Assim, as plantas se tornam mais vigorosas em relação ao ataque dos nematoides. Além disso, a matéria orgânica estimula o aumento da população de microrganismos de solo, em especial de inimigos naturais dos nematoides como fungos e bactérias, além de liberar substâncias tóxicas com sua decomposição que contribuem para a mortalidade dos mesmos. 

Foto: Jadir B. Pinheiro
Matéria orgânica proveniente de compostagem
Figura 4. Matéria orgânica proveniente de compostagem: medida que auxilia na redução da população do nematoide-das-galhas

A utilização de cultivares tolerantes (Figura 5) constitui, juntamente com as práticas culturais citadas acima, uma medida de grande relevância para o controle de nematoides. Assim, o melhoramento da cenoura, visando à resistência a nematoides, tem papel importantíssimo no seu manejo. A incorporação da resistência apresenta vantagens, como não oferecer riscos à saúde humana, custo relativamente baixo, além de não poluir o ambiente.

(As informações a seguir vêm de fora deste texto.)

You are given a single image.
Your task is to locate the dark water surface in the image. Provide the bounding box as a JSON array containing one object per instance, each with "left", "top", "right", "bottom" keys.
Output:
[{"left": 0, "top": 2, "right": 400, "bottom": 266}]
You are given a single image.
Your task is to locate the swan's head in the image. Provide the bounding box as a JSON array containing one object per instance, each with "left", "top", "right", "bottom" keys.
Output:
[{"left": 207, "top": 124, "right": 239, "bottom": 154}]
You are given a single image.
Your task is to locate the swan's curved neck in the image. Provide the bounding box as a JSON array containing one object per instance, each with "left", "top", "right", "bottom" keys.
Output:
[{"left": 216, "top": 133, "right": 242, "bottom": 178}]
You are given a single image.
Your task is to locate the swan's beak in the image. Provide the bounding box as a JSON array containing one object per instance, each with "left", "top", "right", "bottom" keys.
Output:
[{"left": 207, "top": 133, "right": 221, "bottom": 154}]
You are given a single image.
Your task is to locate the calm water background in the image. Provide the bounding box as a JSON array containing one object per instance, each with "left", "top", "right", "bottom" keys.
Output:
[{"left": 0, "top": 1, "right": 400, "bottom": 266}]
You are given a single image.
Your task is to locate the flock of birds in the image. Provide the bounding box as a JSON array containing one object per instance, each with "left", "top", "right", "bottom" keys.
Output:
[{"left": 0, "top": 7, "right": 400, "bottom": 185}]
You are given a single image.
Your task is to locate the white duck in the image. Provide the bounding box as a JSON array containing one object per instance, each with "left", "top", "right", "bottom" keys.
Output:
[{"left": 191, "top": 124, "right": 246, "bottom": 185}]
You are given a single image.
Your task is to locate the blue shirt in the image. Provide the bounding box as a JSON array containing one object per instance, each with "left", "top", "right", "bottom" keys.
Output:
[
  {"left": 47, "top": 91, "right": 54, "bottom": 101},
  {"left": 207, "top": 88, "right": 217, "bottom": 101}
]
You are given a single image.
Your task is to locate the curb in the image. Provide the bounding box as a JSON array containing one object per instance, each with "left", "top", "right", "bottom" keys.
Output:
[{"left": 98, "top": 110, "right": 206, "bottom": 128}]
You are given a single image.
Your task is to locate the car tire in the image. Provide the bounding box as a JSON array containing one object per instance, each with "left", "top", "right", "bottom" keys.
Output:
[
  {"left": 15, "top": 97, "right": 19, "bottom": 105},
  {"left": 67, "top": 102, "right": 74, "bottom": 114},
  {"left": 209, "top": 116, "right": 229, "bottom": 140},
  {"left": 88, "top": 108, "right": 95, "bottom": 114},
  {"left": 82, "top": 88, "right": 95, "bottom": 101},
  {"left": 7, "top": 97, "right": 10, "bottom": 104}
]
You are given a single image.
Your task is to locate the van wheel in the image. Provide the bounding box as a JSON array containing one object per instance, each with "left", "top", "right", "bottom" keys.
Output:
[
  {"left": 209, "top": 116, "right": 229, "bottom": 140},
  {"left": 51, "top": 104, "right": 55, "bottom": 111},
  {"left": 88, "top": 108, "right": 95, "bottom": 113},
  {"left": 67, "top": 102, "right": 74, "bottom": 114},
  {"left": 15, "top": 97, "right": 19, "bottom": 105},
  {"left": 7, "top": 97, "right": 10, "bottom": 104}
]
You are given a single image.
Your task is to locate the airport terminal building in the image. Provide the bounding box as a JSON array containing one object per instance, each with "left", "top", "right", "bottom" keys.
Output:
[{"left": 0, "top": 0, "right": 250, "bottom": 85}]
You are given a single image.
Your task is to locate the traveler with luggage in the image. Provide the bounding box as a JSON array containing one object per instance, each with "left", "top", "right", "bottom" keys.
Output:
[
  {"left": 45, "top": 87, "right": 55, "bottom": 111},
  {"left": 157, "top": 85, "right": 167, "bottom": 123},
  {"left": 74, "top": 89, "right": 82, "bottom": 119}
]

No Brasil, avanços significativos têm sido obtidos em relação ao nematoide-das-galhas por pesquisas realizadas pela equipe da Embrapa Hortaliças-DF, lideradas pelo pesquisador Jairo Vidal Vieira. As progênies e cultivares de cenouras desenvolvidas vêm sendo avaliadas para a resistência ao nematoide-das- galhas desde 1978. Neste contexto, em 1981 a Embrapa Hortaliças lançou a cultivar Brasília (figura 5A), que apresenta como uma das principais características a elevada tolerância a Meloidogyne incognita e M. javanica.

Desde então, a Unidade vem trabalhando no intuito de buscar outras fontes de resistência derivadas da cultivar Brasília. Assim, outra cultivar a BRS Planalto (Figura 5B) lançada em 2009 também apresenta também elevado nível de tolerância ao nematoide-das-galhas.

 
Foto: Carlos Solano e Paula Cochrane
Cultivares Brasília e BRS Planalto
Figura 5. Cultivares Brasília (A) e BRS Planalto (B) lançadas pela Embrapa Hortaliças em 1981 e 2009 respectivamente: tolerância ao nematoide-das-galhas
 

Entretanto, não é conhecida ainda fonte de resistência alta ou imunidade em cenoura aos nematoide-das-galhas. Em relação ao controle químico só deve ser utilizado em último caso, em altíssima infestação, por conta do seu alto custo, eficiência relativa e riscos ao meio ambiente. Não deve ser visto como única e nem a mais eficaz medida de redução dos níveis populacionais dos nematoides. Atualmente existem alguns produtos nematicidas registrados para uso em plantio comerciais de cenoura, e informações a respeito de seus registros e características afins encontram-se disponíveis no sistema AGROFIT do site do Ministério da Agricultura, Pecuária e Abastecimento (MAPA).

A utilização de nematicidas depende de um aumento no valor da produção de pelo menos três ou quatro vezes o investimento. Além disso, são produtos altamente tóxicos ao homem e ao ambiente. Porém, em terrenos com alta população de nematoides, após vários ciclos de cultivo de plantas suscetíveis, pode ser necessária a aplicação de nematicidas para reduzir a população em curto prazo.